Je ne vous cache pas que c'était avec curiosité et appréhension que je m'y suis rendu. En effet, vu de loin par le philistin que je suis, je pouvais craindre de classer Martin Parr dans la même catégorie de photographe que David Lachapelle.
En effet, tous deux jouissent d'une renommée ayant dépassée les frontières des happy few de l'art contemporain ou de la photographie. Tous deux jouent beaucoup sur les forts contrastes des couleurs et sur des mises en situation (ou mise en scène coté Lapchapelle) qui de loin peuvent sembler très appuyées. Bref, on peut imaginer avoir des cousins.
Or, j'avais ici-même eu l'occasion de dire combien l'exposition Lachapelle qui avait été donnée à la monnaie de Paris montrait les limites du photographe. Voire la nullité de son travail (nous sommes entre nous).
Fin du suspens, "Planète Parr" est une superbe exposition et Martin Parr n'a rien d'un David Lachapelle. L'une des originalités de l'exposition est qu'elle montre à voir sur tout le rez de chaussée des photographies et objets de la collection de Martin Parr.
C'est intéressant à plusieurs titres.
D'abord parce que les oeuvres exposées sont pour la plupart excellentes. Qu'il s'agisse de l'esthétique, mais surtout du propos.
Plusieurs sections sont proposées. Une, consacrée à des photographes anglais, une autre à des photographes d'autres pays : Japonais, Américains, Allemands.
La section anglaise est passionnante. On plonge ici dans une véritable étude sociologique des classes populaires de l'Angleterre des années 50, 60, 70 et 80. Et j'ai trouvé que ces photos rassemblées sont une grande déclaration d'amour sous forme de poème visuel à cette angleterre ouvrière et modeste des films de Ken Loach.
Les autres sections montrent subtilement des différences de préoccupation et de choix de sujets traités par les phototgraphes. Une sensualité bizarre pour les japonais, un optimisme plus marqué pour les américains, une industrialisation post traumatisme de la seconde guerre mondiale pour les allemands. Bien entendu, ces subtiles différences viennent tout autant des artistes que du choix fait par Martin Parr pour monter sa collection.
Bernd et Hilla Becher
A ce stade de l'exposition, on comprend déjà que Martin Parr ne doit surtout pas être résumé à ce cabinet de curiosité qui présente des montres Saddam Hussein ou du PQ Ben Laden dont la plupart des communiqués de presse nous rabattent les oreilles. On comprend en fait toute l'intelligence, la sensibilité et le grande culture de l'homme.
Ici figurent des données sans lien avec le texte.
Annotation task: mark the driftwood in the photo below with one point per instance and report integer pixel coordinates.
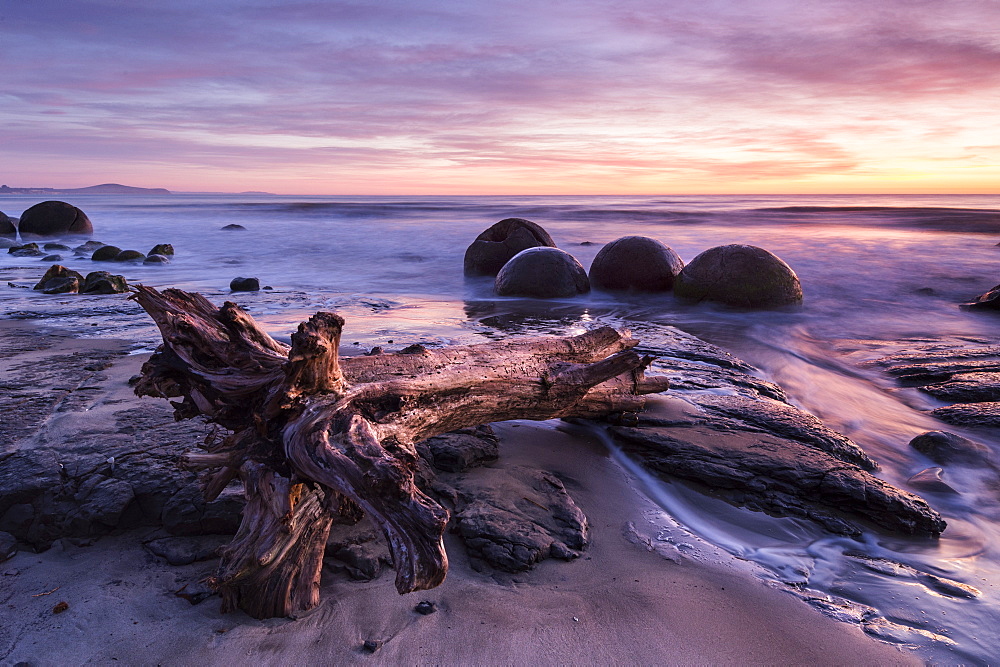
(317, 439)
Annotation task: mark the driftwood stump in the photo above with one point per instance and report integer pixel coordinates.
(317, 439)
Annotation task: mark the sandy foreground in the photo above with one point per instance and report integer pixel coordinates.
(624, 602)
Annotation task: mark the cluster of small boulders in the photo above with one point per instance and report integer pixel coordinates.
(526, 262)
(61, 280)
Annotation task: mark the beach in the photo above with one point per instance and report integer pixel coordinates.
(631, 598)
(92, 475)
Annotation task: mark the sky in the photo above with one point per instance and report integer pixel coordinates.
(503, 97)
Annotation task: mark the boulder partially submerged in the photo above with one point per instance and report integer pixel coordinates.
(743, 276)
(498, 244)
(542, 272)
(7, 228)
(635, 263)
(54, 218)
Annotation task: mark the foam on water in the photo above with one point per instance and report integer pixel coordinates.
(878, 273)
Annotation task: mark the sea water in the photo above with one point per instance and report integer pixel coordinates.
(880, 274)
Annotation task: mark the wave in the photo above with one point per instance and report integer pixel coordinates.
(973, 220)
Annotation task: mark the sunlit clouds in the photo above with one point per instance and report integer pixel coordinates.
(503, 97)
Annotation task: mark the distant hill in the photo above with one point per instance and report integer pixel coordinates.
(104, 189)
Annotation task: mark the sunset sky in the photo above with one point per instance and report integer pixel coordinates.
(472, 97)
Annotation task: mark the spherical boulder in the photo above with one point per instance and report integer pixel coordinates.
(7, 227)
(498, 244)
(53, 218)
(57, 272)
(103, 282)
(637, 263)
(164, 249)
(542, 272)
(739, 275)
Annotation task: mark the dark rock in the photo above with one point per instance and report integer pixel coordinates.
(739, 275)
(637, 263)
(778, 476)
(195, 592)
(129, 256)
(52, 218)
(7, 227)
(88, 248)
(359, 550)
(8, 546)
(463, 449)
(967, 387)
(106, 253)
(736, 412)
(185, 550)
(513, 518)
(102, 282)
(26, 250)
(425, 607)
(60, 273)
(944, 448)
(929, 480)
(970, 414)
(542, 272)
(187, 513)
(498, 244)
(987, 301)
(102, 500)
(67, 285)
(162, 249)
(240, 284)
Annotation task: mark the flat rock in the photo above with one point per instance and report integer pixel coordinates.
(944, 447)
(953, 371)
(463, 449)
(185, 550)
(779, 476)
(360, 551)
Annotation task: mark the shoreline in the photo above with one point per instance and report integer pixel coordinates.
(631, 604)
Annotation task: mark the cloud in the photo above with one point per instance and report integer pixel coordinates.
(542, 93)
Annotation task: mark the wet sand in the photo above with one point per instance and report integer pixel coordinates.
(624, 602)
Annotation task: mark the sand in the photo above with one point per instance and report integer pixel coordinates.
(622, 603)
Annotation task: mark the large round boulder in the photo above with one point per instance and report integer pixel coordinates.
(53, 218)
(7, 227)
(498, 244)
(739, 275)
(637, 263)
(542, 272)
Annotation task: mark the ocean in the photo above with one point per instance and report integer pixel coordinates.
(880, 274)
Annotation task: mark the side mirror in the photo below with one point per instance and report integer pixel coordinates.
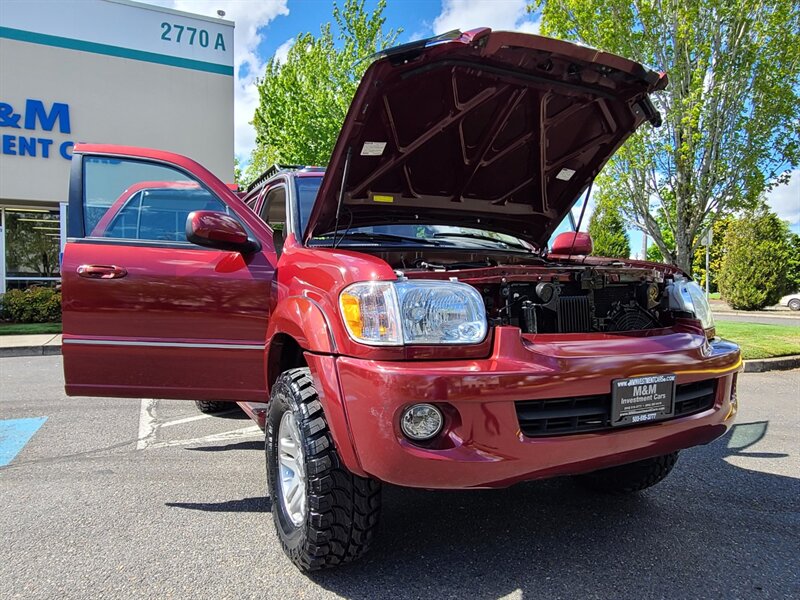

Autre motif d'intérêt de cette démarche d'une exposition présentant une partie de la collection de l'artiste : son humilité est ici dévoilée. En effet, c'est sans problème que Martin Parr montre dans sa collection de très grands photographes, ses ainées, dont il a pu s'insipirer. Il ne s'en cache pas. Et je trouve cette démarche signe de son amour pour la photographie, de son respect pour l'histoire de la discipline. Une histoire dans laquelle il s'inscrit pleinement dans la continuité.
Je passe ici rapidement sur la collection d'objet pour passer aux photographies de Parr des séries "Luxury", "Small World" et "The Guardian Cities Project" qui sont au premier étage.Tout y est ou presque. La forme, le fond, et un accrochage magnifique. Avec un discours peut-être assez simple mais subtilement amené : nous sommes tous égaux. En mirroir des classes les plus modestes présentées dans la section anglaise du rez de chaussée, les photographies de Parr renvoie les mêmes attitudes, les mêmes poses, parfois la même fragilité, et toujours la même humanité, avec un soupçon de gentille cruauté tout de même à l'endroit de certaines de ses "victimes".